The financial regulatory bill had a number of shortcomings, but one major shortcoming was clear:  Fannie Mae and Freddie Mac were completely left out of sweeping new rules affecting everyone from community banks to international financial firms.  Though the mere mention of those two behemoths sends chills down the spine of federal regulators, this bill ignored those and other Government-Sponsored Enterprises.  Those entities are the institutions at the heart of the financial crisis that gripped our country in late 2008 and 2009, and ignoring them in reform will have ramifications for our economy for many years to come. 

Our financial crisis has had swift, severe and far-reaching ramifications on Main Street, U.S.A., but it was also more than a decade in the making.  During the slow lead-up to the crash, Government-Sponsored Enterprises like Fannie Mae and Freddie Mac were instrumental in guaranteeing a national sub-prime lending problem would seep into every other financial sector of our economy.  The GSEs put their own interests ahead of their public responsibility to assure a stable U.S. market for lending.  But the keystone in the effort to assure that lightning does not strike the U.S. economy twice in this decade ignores them.

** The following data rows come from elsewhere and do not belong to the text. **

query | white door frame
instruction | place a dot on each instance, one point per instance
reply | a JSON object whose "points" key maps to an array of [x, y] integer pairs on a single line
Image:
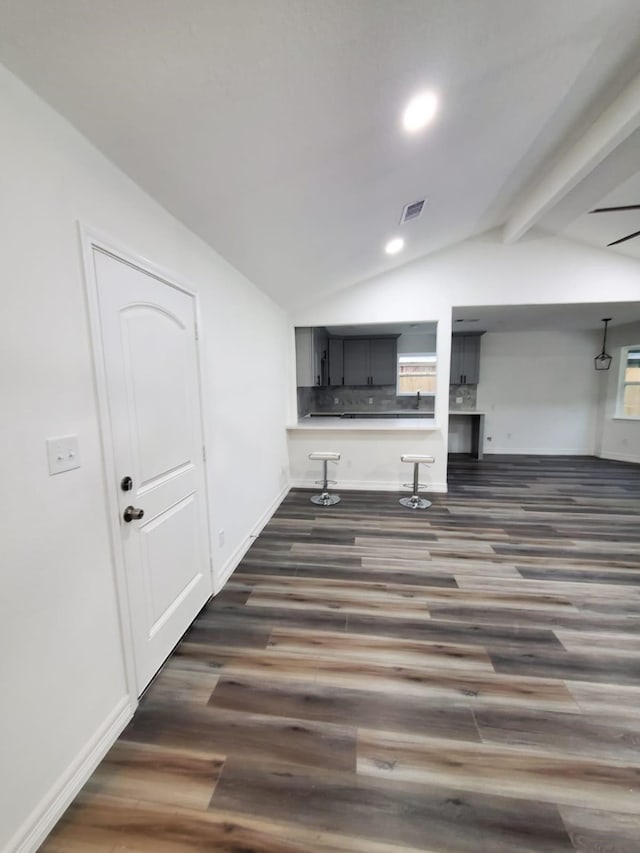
{"points": [[90, 239]]}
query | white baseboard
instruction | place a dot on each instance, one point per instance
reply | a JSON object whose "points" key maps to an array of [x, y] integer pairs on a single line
{"points": [[539, 451], [53, 805], [621, 457], [370, 486], [232, 562]]}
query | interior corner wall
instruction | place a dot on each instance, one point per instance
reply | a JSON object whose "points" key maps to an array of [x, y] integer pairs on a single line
{"points": [[61, 670], [539, 392], [619, 438]]}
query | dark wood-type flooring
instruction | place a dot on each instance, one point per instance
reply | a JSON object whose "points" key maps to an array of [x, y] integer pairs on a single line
{"points": [[374, 679]]}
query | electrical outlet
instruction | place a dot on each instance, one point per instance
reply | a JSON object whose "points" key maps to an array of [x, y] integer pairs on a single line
{"points": [[62, 454]]}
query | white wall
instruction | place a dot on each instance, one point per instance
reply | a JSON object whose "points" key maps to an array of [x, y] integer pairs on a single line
{"points": [[619, 437], [539, 391], [61, 670]]}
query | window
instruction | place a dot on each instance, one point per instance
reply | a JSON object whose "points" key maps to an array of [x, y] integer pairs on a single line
{"points": [[629, 388], [416, 372]]}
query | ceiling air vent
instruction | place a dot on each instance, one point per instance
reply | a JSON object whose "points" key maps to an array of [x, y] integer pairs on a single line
{"points": [[411, 211]]}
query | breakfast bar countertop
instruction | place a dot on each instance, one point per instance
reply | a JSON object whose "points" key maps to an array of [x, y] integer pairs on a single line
{"points": [[368, 423]]}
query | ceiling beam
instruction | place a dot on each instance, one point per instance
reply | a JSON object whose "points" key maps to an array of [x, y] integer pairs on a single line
{"points": [[620, 119]]}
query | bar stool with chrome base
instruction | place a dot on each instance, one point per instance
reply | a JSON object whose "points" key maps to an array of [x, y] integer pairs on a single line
{"points": [[325, 499], [415, 501]]}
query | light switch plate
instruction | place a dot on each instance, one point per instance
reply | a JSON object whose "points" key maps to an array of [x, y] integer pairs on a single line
{"points": [[63, 454]]}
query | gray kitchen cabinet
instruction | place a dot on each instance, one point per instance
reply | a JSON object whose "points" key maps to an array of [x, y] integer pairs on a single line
{"points": [[356, 361], [336, 362], [383, 365], [311, 356], [465, 359], [370, 361]]}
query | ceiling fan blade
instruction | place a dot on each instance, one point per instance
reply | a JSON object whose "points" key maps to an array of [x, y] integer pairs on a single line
{"points": [[613, 209], [624, 239]]}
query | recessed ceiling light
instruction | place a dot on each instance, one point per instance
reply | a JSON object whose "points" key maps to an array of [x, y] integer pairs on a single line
{"points": [[419, 111], [394, 246]]}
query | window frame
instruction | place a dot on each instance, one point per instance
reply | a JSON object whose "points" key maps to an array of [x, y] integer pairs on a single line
{"points": [[622, 383], [431, 355]]}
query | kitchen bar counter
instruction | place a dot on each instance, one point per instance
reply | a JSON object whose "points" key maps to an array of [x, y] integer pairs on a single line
{"points": [[367, 423]]}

As big government gets bigger, Congress is asking government to regulate everything but itself, a continuation of the poor policies that allowed that crisis to take place.  As of October 31, 2009, Fannie Mae alone held $771.5 billion in its gross mortgage portfolio.  They have another $2.8 trillion in mortgage-backed securities and other guarantees.  Fannie Mae has actually grown bigger since the crisis rocked the housing market a little more than a year ago.

In addition to letting GSEs off the regulatory hook, the bill presented in the U.S. House of Representatives did two other terrible things.  First, it bypassed the opportunity to simplify the financial documents used to initiate a loan or a mortgage or any other financial product you might need.  Instead of putting these documents in plain language, they will remain shrouded by the tiny-print legalese that enables predatory lenders to hoodwink tens of thousands of trusting consumers each year. 

Second, the bill takes the opportunity to extend the ability of the Treasury to bail out financial institutions indefinitely, using a new system of fees on the banks left in business after the crisis – the ones we trust, the ones in our communities, the ones who didn’t contribute an iota to the worst financial crisis of the last half-century.  A good bill would end TARP-style bailouts, not allow them to continue forever into the future.  I’ve repeatedly called for legislation to use every dollar repaid to TARP for reduction of the staggering U.S. debt.  But unfortunately some of my colleagues, and plenty of officials at the U.S. Treasury, cannot resist the urge to risk and spend this money again and again.

The American people understand that we need more and better protections for consumers of financial products.  They also understand that exempting GSEs is the legislative equivalent of leaving a huge part of the American securities markets unwatched.  We need more regulation of the American financial system, and we also need Congress to set aside its tainted relationship with Fannie Mae and Freddie Mac to get serious about reform.”